I came late to books.  Although my parents read to me every day, I was eight before I was able to read by myself.  A few days after my eighth birthday I went with the rest of my class to our local branch library, which was a short walk from the school buildings.  That library, which still exists, was the most beautiful space I had ever been in.  Clean, warm in winter, in summer airy, well-lit, and filled with books.  Newly enrolled, I was entitled to borrow one non-fiction book.
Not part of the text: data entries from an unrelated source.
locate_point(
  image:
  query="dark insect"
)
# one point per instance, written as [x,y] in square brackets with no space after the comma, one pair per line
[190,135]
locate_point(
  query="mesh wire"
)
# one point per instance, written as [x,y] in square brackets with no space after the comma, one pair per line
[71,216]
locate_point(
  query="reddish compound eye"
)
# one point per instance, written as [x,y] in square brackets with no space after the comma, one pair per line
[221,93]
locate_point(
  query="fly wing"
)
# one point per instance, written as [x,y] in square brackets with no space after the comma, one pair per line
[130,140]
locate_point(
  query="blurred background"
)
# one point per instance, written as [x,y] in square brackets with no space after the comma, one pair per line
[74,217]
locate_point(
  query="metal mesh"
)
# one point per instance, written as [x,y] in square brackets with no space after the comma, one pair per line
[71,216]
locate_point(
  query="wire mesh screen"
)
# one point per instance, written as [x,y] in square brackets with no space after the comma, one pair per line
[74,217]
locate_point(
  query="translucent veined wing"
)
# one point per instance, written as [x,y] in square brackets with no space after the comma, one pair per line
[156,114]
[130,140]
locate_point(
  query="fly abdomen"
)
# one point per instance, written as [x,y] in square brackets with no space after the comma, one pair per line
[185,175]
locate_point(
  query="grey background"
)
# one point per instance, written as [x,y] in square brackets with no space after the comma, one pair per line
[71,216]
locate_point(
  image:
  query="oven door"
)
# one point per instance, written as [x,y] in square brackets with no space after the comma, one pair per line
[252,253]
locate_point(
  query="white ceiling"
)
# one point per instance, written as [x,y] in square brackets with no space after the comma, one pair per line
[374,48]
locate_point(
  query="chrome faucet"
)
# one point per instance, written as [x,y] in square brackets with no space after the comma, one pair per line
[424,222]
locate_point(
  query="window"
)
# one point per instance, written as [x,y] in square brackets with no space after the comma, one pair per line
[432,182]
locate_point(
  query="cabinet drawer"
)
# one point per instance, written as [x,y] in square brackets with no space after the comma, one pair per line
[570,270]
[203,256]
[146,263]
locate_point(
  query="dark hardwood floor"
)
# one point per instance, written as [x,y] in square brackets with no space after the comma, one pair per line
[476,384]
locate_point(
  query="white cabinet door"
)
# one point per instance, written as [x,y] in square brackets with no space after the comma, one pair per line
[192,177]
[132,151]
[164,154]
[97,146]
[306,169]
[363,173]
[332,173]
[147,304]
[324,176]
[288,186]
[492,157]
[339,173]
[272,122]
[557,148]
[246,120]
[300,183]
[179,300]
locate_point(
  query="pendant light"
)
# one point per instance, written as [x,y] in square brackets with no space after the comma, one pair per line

I chose a title randomly and a fortnight later returned it unread.  But then I was issued with one of the coveted beige fiction tickets and I began my life as a reader of novels and histories.  I read Roger Lancelyn Green’s Tales of the Greek Heroes, the Viking novels of Henry Treece, and, closer to the life I lived, E. W. Hildick’s Jim Starling books.

But when it came time for me to move from the children’s section to the adult’s, I became lost, not knowing what to read until a friendly lady librarian (the corn really was green) and, later, an Irish English teacher, prodded me towards Hemingway, F. Scott Fitzgerald, James Baldwin and Saul Bellow.  It was only at university that I began to read what was then contemporary British and Irish fiction: Evelyn Waugh, Graham Greene, Brian Moore, Rose Macaulay, Rosamond Lehman.

As a prose writer now myself I am taught and retaught by F. Scott Fitzgerald and Penelope Fitzgerald, Bernard Malamud and L. P. Hartley, Sylvia Townsend Warner and J. G. Farrell.  And Dickens, always Dickens.

Poetry, with me, is something of an afterthought, though a treasured one.  Wordsworth’s “The Solitary Reaper” still tears my heart, as does “Resolution and Independence”.  Auden is a poet and essayist I turn to increasingly.  “The Love Song of Alfred J. Prufrock” feels as much a smack across the face as when I first read it some fifty years ago.  The work of Robert Lowell, Anne Sexton, and Elizabeth Bishop I visit and revisit; Stevie Smith I read for sheer pleasure. Robert Fagles’s translation of the Iliad sits on my nightstand.  Emily Wilson’s translation of the Odyssey sits in my Kindle. It feels as if a circle is nearing completion.